ESTELLE: an Efficient and Cost-effective Cloud Log Engine
Yupu Zhang,Guanglin Cong,Jihan Qu,Ran Xu,Yuan Fu,Weiqi Li,Feiran Hu,Jing Liu,Wenliang Zhang,Kai Zheng
DOI: https://doi.org/10.1145/3626246.3653387
2024-01-01
Abstract:With the advancement of cloud computing, more and more enterprises are adopting cloud services to build a variety of applications. Monitoring and observability are integral to the complex and fragile cloud-native architecture. As an extremely important data source for both, logs play an indispensable role in applications such as code debugging, root cause analysis, troubleshooting, and trend analysis. However, the inherent characteristic of cloud logs, with TB-level daily data production per user and continuous growth over time and with business, poses core challenges for log engines.
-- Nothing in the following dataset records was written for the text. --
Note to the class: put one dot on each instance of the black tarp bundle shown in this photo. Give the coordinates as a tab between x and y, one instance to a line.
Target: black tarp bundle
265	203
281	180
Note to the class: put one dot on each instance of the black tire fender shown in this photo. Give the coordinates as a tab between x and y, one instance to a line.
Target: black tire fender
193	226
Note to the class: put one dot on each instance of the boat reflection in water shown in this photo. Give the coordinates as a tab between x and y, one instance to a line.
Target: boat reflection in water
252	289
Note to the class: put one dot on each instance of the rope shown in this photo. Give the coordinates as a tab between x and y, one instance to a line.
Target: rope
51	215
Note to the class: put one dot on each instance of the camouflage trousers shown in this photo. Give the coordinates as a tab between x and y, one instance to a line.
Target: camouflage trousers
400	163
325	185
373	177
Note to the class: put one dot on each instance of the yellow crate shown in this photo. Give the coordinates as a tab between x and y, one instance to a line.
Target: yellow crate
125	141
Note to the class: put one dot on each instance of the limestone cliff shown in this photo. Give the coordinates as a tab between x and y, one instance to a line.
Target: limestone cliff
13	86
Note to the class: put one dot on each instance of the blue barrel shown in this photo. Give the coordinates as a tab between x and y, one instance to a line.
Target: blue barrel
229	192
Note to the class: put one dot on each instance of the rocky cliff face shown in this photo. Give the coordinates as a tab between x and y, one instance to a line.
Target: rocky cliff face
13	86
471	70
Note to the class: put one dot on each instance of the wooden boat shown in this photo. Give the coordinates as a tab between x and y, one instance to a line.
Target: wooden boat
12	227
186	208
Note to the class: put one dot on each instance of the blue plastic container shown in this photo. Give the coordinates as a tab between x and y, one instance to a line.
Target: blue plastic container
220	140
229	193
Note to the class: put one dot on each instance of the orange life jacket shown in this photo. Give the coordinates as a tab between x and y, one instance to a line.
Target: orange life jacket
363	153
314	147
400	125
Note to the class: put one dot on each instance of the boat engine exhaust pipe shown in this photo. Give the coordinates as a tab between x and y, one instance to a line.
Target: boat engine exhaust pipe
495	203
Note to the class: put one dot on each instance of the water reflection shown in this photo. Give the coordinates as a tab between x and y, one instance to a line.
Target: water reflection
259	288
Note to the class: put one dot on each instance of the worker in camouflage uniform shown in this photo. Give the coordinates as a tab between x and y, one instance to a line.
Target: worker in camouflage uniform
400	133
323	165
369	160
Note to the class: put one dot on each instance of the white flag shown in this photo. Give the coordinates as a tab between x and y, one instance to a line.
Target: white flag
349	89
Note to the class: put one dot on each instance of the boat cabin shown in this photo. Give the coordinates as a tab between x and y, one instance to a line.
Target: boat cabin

Traditional log management systems are inadequate for handling the requirements of massive log data high-frequency writing and storage, along with low-frequency retrieval and analysis in cloud environments. Exploring a low-cost, high-performance cloud-native log engine solution is an extremely extraordinary challenging task. To tackle these challenges, we propose a cost-effective cloud-native log engine, called ESTELLE, equipped with a low-cost pluggable log index framework. This engine features a compute-storage separation and read-write separation architecture, enabling linear scalability. We designed a near-lock-free writing process for handling high-frequency writing demands of massive logs. Object storage is used to significantly reduce storage costs. We also tailored ESTELLE Log Bloom filter and approximate inverted index for this cloud-native engine, applying them flexibly to enhance query efficiency and optimize various queries. Extensive experiments on real open-source log datasets have demonstrated that the ESTELLE Log Engine achieves ultra-high single-core CPU write speeds and pretty low storage costs. Furthermore, when equipped with the complete index framework, it also maintains fairly low query latency across various log scenarios.